Rağıp, aynı yerde, hevanın "şehvete eğilimli olan nefsin kendisi için de söylenebileceği"ni belirtiyor.

Aişe neden böyle diyor?

Muhammed'in çok karısı var. Yaşlanmış olan Sevde Bint Zema'nın dışında hepsi genç, hepsi güzel. Ve hepsi de cinsel istekli. Adalet olsun diye, Muhammed'in bunlarla cinsel birleşmesi sıraya konmuştur. Sevde'nin dışında kimse, sırasını başkasına kaptırmak istemiyor. İşte bu böyleyken, "ayet" geliyor; durumu değiştiriyor:

Muhammed'in "heva"sı, "adalet"in önüne geçiyor:

Muhammed'in kadın seçimi, cinsel alandaki isteği, hadisteki sözcüğü ile hevası, adalete baskın geliyor ve sıra Muhammed'in isteği doğrultusunda, ayetle bozuluyor. Ahzap suresinin 51. Ayeti şu sözlerle başlıyor:

-"(Ey Muhammed!) Onlardan (yani karılarından) dilediğini geriye bırakır, dilediğini öne alabilirsin..."

Ne demek bu?

Hadis ve yorumlara göre şu demek:

-"Ey Muhammed! Artık nöbet, sıra zorunlu değil senin için. Nöbeti, sırası gelse bile, dilediğin karınla cinsel birleşmeyi erteleyebilir, ondan önce dilediğin karınla yatabilirsin."

Sözün özü: Kuran'ın tanrısı, Muhammed'in, karılarıyla olan cinsel ilişki düzenindeki işini kolaylaştırıyor. İlişkiyi sıraya koyma zorunluğunu kaldırıyor. "Hangi karınla ne zaman yatmak istersen özgürsün" diyor.

İşte bunun üzerine Aişe dayanamayıp o sözü söylüyor:

-"Görüyorum ki senin Efendi Tanrı'n, senin şeyinin keyfini ..."

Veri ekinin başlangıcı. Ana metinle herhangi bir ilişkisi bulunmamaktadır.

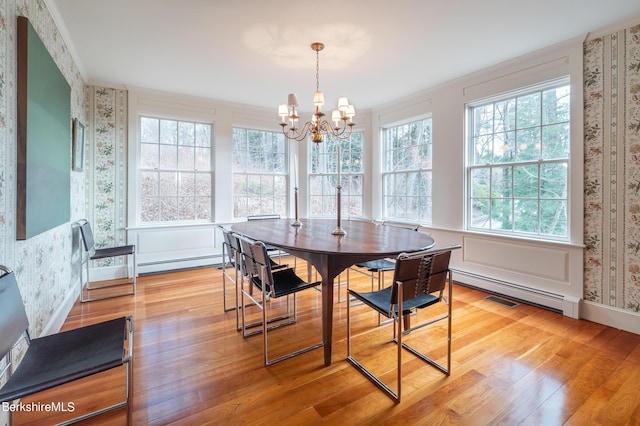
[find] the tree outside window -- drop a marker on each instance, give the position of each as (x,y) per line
(175,170)
(519,161)
(407,170)
(323,177)
(260,170)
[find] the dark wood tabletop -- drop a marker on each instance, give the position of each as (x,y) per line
(331,254)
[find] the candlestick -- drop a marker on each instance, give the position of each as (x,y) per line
(296,222)
(338,164)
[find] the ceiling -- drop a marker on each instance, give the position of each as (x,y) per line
(257,51)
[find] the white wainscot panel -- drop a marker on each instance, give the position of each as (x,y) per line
(541,272)
(540,262)
(162,249)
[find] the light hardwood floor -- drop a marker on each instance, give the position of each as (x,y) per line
(523,365)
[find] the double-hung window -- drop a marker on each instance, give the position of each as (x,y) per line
(406,172)
(323,177)
(175,170)
(519,150)
(260,170)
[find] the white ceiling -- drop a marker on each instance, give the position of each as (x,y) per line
(257,51)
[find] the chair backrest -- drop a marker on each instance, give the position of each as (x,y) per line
(421,272)
(263,216)
(232,244)
(13,317)
(249,266)
(263,265)
(87,237)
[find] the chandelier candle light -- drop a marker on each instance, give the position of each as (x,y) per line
(296,222)
(317,127)
(339,230)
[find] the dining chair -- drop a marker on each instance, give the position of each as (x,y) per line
(92,253)
(60,358)
(272,286)
(375,269)
(420,280)
(249,268)
(231,258)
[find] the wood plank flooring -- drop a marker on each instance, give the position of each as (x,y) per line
(510,366)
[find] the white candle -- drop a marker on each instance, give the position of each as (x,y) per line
(338,164)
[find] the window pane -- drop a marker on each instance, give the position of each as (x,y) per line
(149,156)
(553,181)
(168,157)
(525,181)
(149,130)
(168,209)
(185,158)
(553,217)
(526,215)
(501,214)
(528,110)
(323,178)
(168,146)
(407,160)
(186,206)
(502,182)
(260,169)
(168,132)
(150,208)
(203,208)
(527,167)
(555,141)
(556,107)
(528,144)
(168,184)
(187,184)
(186,133)
(203,185)
(149,184)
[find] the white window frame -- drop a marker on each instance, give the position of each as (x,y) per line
(533,163)
(328,175)
(268,205)
(207,173)
(425,168)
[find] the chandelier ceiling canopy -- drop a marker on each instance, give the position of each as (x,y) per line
(341,122)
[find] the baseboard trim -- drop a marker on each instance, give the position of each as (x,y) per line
(611,316)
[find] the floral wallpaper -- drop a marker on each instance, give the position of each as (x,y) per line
(612,169)
(43,264)
(46,265)
(106,154)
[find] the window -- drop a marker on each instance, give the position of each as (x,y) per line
(406,172)
(323,178)
(175,170)
(518,163)
(259,173)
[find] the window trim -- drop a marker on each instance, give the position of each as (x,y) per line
(468,140)
(286,174)
(383,173)
(139,170)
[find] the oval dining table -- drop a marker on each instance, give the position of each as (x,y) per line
(331,254)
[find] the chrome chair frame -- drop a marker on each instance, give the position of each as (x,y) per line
(91,253)
(93,354)
(250,269)
(269,284)
(398,304)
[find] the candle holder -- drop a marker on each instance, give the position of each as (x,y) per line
(339,230)
(296,222)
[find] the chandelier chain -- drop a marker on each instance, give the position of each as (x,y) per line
(317,70)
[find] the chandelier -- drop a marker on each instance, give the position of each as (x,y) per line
(318,126)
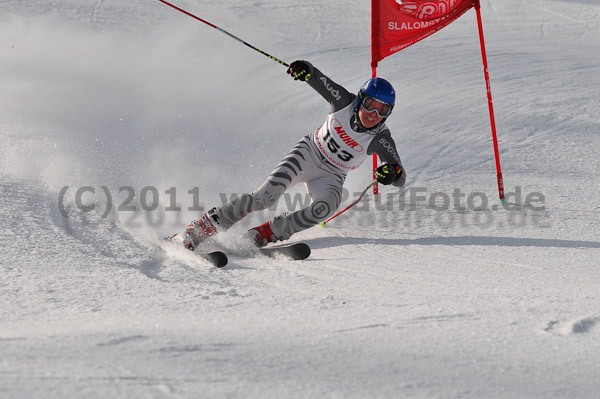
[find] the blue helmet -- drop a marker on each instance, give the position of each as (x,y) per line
(379,89)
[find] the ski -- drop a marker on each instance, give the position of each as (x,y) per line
(296,251)
(217,258)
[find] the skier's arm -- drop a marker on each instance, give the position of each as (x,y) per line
(384,146)
(335,94)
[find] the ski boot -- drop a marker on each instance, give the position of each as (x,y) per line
(200,229)
(261,235)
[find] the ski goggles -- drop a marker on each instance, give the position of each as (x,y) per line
(371,104)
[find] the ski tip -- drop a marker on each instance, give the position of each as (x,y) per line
(219,259)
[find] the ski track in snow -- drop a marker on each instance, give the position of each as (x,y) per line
(399,300)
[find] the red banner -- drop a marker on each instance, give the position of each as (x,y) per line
(397,24)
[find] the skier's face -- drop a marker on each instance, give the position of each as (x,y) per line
(368,119)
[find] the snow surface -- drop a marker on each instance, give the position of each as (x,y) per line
(411,299)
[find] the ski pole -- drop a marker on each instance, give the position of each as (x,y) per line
(322,224)
(225,32)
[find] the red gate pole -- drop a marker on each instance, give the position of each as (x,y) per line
(490,103)
(375,39)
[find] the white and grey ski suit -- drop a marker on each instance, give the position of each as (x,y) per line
(321,161)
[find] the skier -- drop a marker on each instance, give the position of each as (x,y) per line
(354,129)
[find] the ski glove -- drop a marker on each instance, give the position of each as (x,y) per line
(387,174)
(299,70)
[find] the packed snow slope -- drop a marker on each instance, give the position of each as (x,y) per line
(440,291)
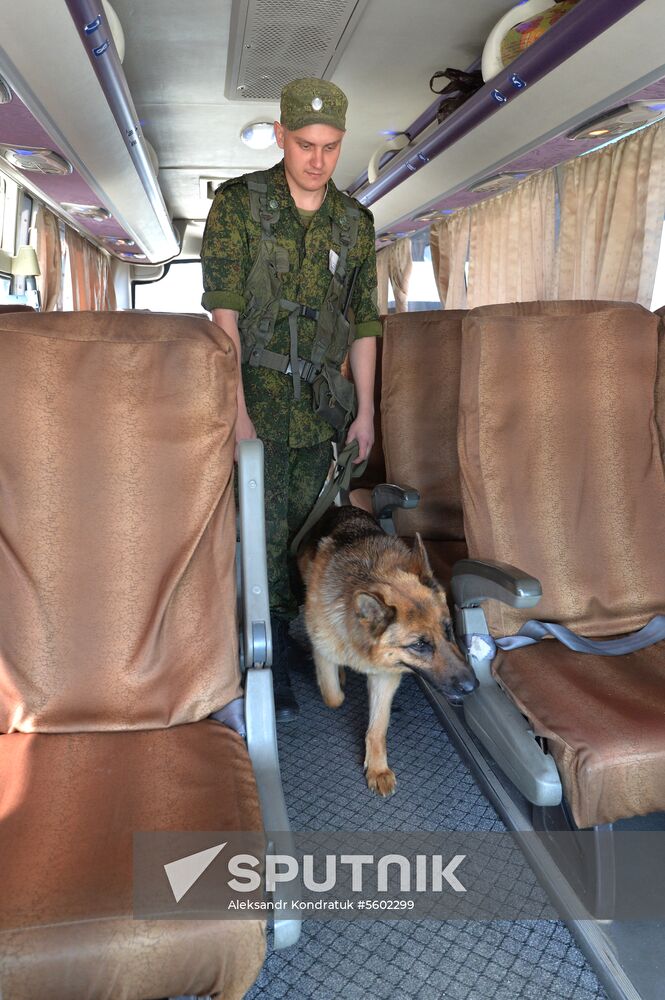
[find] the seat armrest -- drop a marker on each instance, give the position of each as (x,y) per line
(255,610)
(476,580)
(387,497)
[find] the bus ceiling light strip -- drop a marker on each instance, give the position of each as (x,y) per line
(499,182)
(35,159)
(94,212)
(97,38)
(5,92)
(634,115)
(580,26)
(258,135)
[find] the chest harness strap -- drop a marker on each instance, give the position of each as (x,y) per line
(264,299)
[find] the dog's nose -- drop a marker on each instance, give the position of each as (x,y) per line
(465,683)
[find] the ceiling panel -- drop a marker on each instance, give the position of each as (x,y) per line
(175,64)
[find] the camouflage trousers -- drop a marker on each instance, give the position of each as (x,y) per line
(293,479)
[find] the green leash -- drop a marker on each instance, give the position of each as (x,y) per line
(343,473)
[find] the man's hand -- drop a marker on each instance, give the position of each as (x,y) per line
(245,430)
(362,431)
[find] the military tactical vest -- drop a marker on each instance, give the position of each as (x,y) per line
(333,395)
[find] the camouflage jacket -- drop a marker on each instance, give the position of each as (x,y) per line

Aişe, bu durumu daha sonra, Ahzap'ın 51. Ayeti gelince anladığını; 50. Ayet geldiğindeyse bunu pek anlayamadığını ve o nedenle, 50.ayette, Peygambere kendini (hem de mehirsiz olarak) verebilecek kadından söz edilince şu tepkiyi gösterdiğini belirtiyor:

-"Olacak şey mi? Bir kadın utanmaz mı ki, kendini bir erkeğe armağan etsin?" (Tecrid, hadis no:1721)

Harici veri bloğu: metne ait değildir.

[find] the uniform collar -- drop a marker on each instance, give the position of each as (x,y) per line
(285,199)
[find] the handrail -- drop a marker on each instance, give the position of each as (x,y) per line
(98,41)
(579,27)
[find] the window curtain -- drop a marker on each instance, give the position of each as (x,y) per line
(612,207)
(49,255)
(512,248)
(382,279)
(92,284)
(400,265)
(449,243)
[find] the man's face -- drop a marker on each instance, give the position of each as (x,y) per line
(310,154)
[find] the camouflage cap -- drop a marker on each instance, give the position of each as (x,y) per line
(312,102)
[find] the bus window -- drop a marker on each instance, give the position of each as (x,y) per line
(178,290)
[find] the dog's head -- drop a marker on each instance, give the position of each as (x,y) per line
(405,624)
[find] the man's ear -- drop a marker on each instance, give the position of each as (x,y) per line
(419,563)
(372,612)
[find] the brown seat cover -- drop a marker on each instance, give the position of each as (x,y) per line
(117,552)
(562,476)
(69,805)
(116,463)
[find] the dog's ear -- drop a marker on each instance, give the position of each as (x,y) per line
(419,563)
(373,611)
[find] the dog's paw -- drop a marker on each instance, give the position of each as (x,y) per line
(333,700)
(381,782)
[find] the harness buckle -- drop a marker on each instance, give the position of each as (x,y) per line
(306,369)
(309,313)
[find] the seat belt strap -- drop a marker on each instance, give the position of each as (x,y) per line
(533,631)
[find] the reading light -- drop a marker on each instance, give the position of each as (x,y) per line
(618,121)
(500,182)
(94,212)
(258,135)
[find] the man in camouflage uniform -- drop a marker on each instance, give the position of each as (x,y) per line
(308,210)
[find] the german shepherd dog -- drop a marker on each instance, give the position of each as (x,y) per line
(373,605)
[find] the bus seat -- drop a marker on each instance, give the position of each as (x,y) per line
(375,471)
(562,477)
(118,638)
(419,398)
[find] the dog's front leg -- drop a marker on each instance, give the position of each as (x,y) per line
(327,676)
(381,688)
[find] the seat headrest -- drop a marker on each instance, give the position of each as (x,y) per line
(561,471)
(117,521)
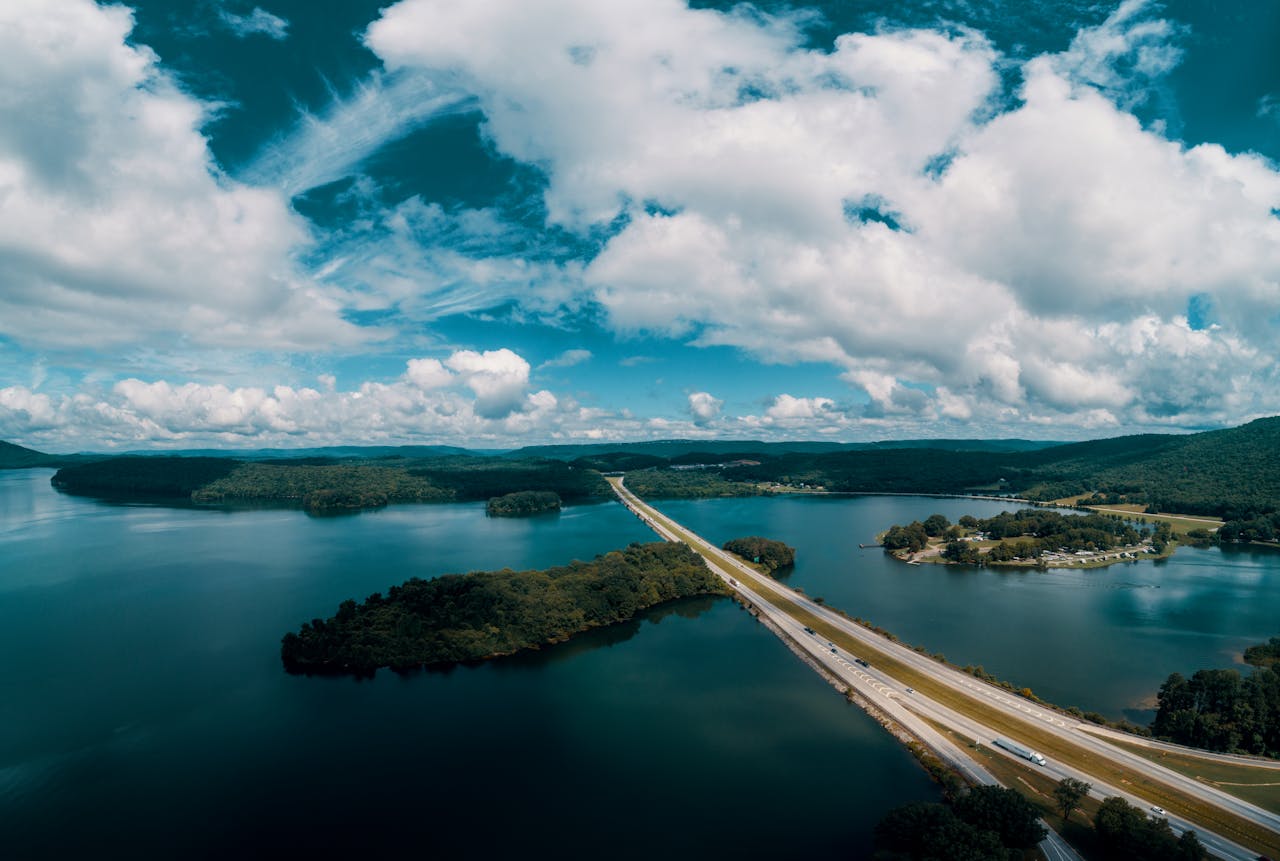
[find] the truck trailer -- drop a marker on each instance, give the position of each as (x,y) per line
(1018,750)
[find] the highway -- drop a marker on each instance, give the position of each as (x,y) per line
(914,710)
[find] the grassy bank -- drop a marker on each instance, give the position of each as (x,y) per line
(1205,815)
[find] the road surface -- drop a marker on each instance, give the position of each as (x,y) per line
(914,710)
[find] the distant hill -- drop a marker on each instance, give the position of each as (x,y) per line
(328,452)
(1229,473)
(713,449)
(16,457)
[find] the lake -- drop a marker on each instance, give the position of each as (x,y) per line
(1102,640)
(145,711)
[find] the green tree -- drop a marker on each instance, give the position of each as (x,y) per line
(1069,793)
(931,830)
(1006,813)
(936,525)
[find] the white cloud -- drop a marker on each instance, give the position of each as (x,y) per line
(498,378)
(325,147)
(787,408)
(1041,236)
(117,224)
(568,358)
(467,398)
(704,407)
(256,22)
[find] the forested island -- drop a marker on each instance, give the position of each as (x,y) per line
(485,614)
(1223,710)
(772,555)
(1031,536)
(522,503)
(328,485)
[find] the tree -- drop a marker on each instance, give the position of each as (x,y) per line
(1069,793)
(1125,832)
(936,525)
(1004,811)
(932,830)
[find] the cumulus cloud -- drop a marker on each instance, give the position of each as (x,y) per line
(498,378)
(885,206)
(465,398)
(254,23)
(704,408)
(787,408)
(568,358)
(117,224)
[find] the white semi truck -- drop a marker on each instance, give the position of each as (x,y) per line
(1018,750)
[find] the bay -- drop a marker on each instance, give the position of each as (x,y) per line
(145,711)
(1102,640)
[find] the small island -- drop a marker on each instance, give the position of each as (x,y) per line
(334,485)
(487,614)
(769,554)
(1028,537)
(522,503)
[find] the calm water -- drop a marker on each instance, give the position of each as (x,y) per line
(1104,640)
(144,711)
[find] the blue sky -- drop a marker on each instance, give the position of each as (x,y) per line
(503,223)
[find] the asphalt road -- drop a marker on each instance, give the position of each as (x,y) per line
(908,709)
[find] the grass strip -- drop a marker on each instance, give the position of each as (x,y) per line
(1038,788)
(1206,815)
(1258,786)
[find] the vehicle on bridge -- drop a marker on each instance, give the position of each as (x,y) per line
(1018,750)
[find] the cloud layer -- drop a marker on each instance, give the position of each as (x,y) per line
(117,225)
(954,248)
(960,237)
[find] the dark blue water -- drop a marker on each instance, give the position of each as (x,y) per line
(144,711)
(1102,639)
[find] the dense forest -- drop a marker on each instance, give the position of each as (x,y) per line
(522,503)
(167,477)
(991,823)
(1266,654)
(1223,710)
(1232,473)
(16,457)
(686,484)
(772,554)
(472,479)
(484,614)
(328,488)
(328,485)
(982,824)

Karılar içinde ayrıcalıklı olanlar:

Muhammed, kimi karılarını daha çok severdi. Kimini de daha çok tutardı. En çok tuttuğu karılarının başında Aişe geliyordu. Ebubekir'in kızıydı, o nedenle de etkiliydi. Zaman zaman Muhammed'e kafa tutar gibi durumları bile olabiliyordu. Zeki de olduğu için, birtakım ayrıcalıklar sağlayabilmişti. Muhammed'in cinsel ilişkilerindeki sıra düzeni bozulunca, karılar içinde en çok yararlanan o olmuştu. Boşamasın diye Muhammed'in hoşnutluğunu kazanmak isteyen yaşlı ortağı Sevde Bint Zem'a'nın "gün"ünü almıştı. Başka kumaların gününde de Muhammed'le yatabilirdi. Muhammed istediğinde, kendi günüyse başkasına vermezdi. Muhammed'in canı başka kadınla yatmak istese bile vermezdi gününü, sırasını.

Aişe: "Günümü kimseye vermem"!

Aişe'nin anlattığına göre: Muhammed'e, herhangi bir karısının gününü, sırasını gözetmeksizin; dilediği karısıyla dilediği zaman yatma özgürlüğü veren "ayet", yani Ahzab suresinin 51. ayeti geldikten sonra da, Muhammed'in Aişe'nin gününde başka kadınla yatmak istediğinde Aişe'den izin alma gereği duyardı. İzin isterdi ama Aişe geri çevirirdi:

-"Eğer izin verme, vermeme yetkim varsa vermek istemiyorum. Tanrı elçisi! Bilesin ki hiçbir kimseyi sana (seninle yatmaya) yeğ tutmam."( Bkz. Buhari, e's-Sahih, Kitabu Tefsiri'l-Kur'an/33/7)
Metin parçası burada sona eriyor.